Biograph tracks transitions and the population at risk of a transition. The package relies on life history data, collected retrospectively in cross-sectional surveys or prospectively in follow-up studies. Life history data come in a variety of formats. Most empirical studies organise data by life domain, e.g. employment, partnership and marriage, family and fertility, health and migration. For the study of life histories, events need to be ordered chronologically by time of occurrence, and populations at risk at these times must be determined. Biograph uses a particular chronological format, known as the wide format (see later). Other authors use a different format. For that reason, a number of functions are included in Biograph that convert one data format into another. The Biograph format is the data structure of a Biograph object.
The graphics capabilities of R motivated the visualisation of life histories. The methods presented in the book should be considered as a first step towards visualisation of life history data. In the demographic tradition, individual lifelines are presented in an age-time diagram with age on the y-axis and calendar time on the x-axis. In several textbooks, the diagram is used to show how measurement and estimates vary by age, period and cohort. The diagram is known as the Lexis diagram. Biograph uses two packages to display life histories in the Lexis diagram: the Epi package that includes functions to produce Lexis diagrams and the ggplot2 package. Some functions in Biograph include functions of another package in CRAN with considerable graphics capabilities: TraMineR .

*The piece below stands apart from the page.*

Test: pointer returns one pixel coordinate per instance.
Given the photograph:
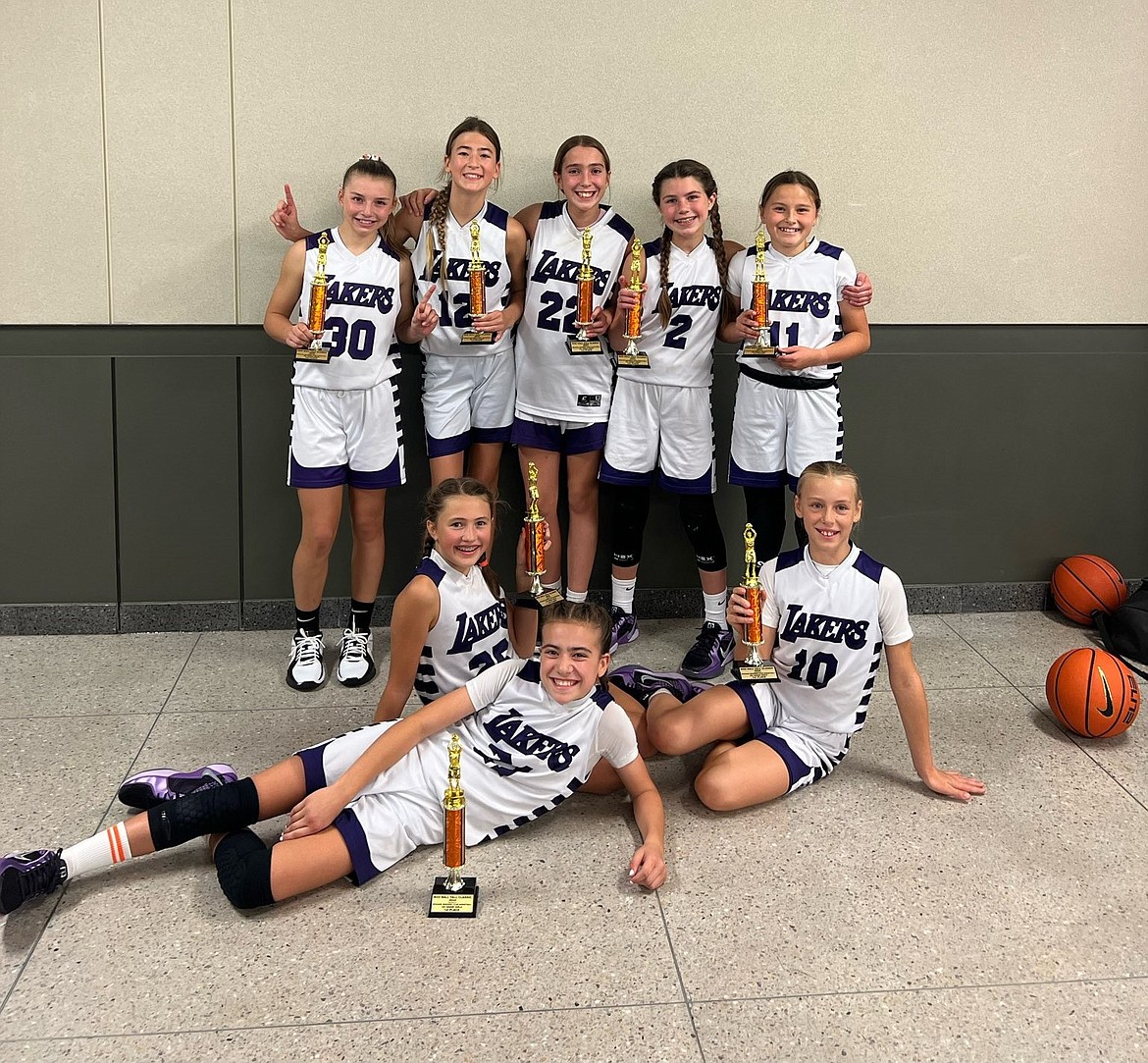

Biograph was designed to make life history data analysis accessible to a large group of students and researchers. The package includes a step-by-step method for tracking event occurrences and populations at risk and for calculating rates of transition between states. The rates are then used to predict the probability of a particular transition (transition probability), the probability of being in a given state at a given age (state probability) and the expected time spent in each of the states (state occupation times).